A council is set to hit major supermarkets in the pocket recovering dumped shopping trolleys. In Bolton, trolleys will now be removed by the authority ‘in a bid to tackle the blight of flytipping’.
Shopping trolleys are regularly taken from supermarkets and shops in the borough and abandoned in public spaces. Earlier this year, Bolton Council ran a public consultation on how it should tackle the issue. More than half of the respondents agreed that Bolton Council should adopt national legislation.
One respondent said: “We find trolleys in green spaces in rivers, bushes and even up a tree. Burnt out trolleys are also an issue as people fill them with household waste then set them on fire.”
Another who replied, said: “As litter pickers we encounter many abandoned shopping trolleys, children tend to use them to play with meaning that they drift around the place when they are not collected. Attempts to report to supermarkets usually lead to ‘we are not in a scheme to have them collected’ or ‘health and safety says we cannot collect them’.”
A storage cost of £5 per day per trolley will now apply to retailers, and a charge of £50 for the initial collection by the council will also be payable. Retailers can request the return of each trolley collected by the council for which a charge of £100 per trolley will apply in addition to the daily storage charge.
Retailers will have six weeks to collect their trolleys before they are disposed of, at the retailers’ expense. Under the Clean Neighbourhoods and Environment Act 2005, shopping trolleys can be removed and stored, and that the council can charge the retailers for doing this.
Many retailers are already signed up to a voluntary collection scheme where trolleys will be collected by specialised companies such as Trolleywise.

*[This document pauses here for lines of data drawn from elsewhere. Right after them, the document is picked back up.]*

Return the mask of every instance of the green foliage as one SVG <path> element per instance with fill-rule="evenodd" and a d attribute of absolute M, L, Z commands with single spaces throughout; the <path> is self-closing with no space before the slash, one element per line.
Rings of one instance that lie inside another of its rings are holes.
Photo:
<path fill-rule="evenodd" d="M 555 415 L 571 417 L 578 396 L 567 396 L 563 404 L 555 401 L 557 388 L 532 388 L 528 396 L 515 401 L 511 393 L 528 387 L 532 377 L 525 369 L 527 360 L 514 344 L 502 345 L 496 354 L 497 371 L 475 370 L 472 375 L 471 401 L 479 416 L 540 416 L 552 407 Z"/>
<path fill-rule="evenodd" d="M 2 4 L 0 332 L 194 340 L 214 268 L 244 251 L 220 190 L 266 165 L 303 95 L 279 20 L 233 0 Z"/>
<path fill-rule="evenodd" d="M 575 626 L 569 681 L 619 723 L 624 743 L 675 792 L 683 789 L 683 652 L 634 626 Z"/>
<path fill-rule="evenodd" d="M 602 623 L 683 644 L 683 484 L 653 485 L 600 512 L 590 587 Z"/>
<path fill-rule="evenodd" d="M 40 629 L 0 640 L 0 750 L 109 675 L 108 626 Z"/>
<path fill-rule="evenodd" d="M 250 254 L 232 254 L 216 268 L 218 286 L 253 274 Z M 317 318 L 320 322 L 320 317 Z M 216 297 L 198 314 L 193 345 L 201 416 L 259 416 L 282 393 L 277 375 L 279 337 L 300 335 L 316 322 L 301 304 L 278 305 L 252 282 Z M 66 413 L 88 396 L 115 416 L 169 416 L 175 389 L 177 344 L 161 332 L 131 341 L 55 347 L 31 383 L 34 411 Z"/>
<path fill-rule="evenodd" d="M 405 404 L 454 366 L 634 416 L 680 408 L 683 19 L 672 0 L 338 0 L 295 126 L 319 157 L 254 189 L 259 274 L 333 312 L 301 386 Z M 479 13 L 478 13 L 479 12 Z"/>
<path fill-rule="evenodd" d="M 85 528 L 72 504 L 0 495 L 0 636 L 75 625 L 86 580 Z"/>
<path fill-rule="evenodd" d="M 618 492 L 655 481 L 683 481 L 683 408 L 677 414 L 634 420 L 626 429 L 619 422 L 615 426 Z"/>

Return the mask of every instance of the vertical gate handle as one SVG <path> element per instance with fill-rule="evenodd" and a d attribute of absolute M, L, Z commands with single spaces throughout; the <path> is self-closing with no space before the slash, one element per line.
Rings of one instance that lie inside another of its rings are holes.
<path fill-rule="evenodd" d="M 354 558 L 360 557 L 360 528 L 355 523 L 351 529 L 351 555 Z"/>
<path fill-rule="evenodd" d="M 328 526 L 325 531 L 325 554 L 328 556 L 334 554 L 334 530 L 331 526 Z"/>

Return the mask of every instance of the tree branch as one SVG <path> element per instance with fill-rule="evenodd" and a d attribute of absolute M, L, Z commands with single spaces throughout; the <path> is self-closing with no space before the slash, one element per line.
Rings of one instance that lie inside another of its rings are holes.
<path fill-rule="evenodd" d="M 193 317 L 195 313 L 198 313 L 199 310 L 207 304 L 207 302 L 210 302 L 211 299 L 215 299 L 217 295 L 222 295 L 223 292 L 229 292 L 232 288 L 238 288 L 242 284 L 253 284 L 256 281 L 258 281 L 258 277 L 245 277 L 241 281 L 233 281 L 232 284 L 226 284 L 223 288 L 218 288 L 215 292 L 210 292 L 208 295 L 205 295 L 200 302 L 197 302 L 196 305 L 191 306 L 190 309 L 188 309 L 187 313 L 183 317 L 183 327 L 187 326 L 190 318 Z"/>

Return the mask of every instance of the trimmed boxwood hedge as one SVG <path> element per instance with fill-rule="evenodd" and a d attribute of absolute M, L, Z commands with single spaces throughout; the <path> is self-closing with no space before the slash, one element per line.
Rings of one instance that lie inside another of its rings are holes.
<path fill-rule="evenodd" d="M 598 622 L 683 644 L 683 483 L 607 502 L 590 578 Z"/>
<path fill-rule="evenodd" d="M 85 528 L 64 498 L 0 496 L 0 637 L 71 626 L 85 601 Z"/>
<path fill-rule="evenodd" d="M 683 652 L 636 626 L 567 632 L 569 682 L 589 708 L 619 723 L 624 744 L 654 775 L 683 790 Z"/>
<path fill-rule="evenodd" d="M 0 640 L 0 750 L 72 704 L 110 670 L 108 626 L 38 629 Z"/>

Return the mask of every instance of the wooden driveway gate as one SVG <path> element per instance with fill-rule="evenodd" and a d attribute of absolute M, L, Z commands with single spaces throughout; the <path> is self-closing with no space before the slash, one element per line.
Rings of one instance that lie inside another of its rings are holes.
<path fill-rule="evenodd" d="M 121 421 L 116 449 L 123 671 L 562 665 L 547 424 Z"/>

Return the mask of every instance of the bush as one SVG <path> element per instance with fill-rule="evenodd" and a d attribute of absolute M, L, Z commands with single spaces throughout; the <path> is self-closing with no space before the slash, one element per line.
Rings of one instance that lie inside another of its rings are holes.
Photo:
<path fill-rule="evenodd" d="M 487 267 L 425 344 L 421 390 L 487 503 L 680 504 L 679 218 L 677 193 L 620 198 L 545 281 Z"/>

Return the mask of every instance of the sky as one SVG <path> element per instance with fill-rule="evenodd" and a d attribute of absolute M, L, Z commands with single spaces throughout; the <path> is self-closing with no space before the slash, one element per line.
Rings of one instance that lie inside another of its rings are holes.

The council has advised the public to contact these services or the relevant supermarket directly if they see an abandoned trolley in the borough.
If the trolleys are not collected, the council will remove and store them with the relevant retailer incurring the charges. Garry Parker, Bolton Council’s assistant director for environment and regulatory services, said: “Although we know it’s a small number of residents who fly tip, abandoned shopping trolleys are a blight on our landscape.
“They are an eyesore, encourage fly tipping and are damaging to the environment. We welcome these new powers and hope it encourages supermarkets to take robust action in preventing their trolleys being taken and later dumped.”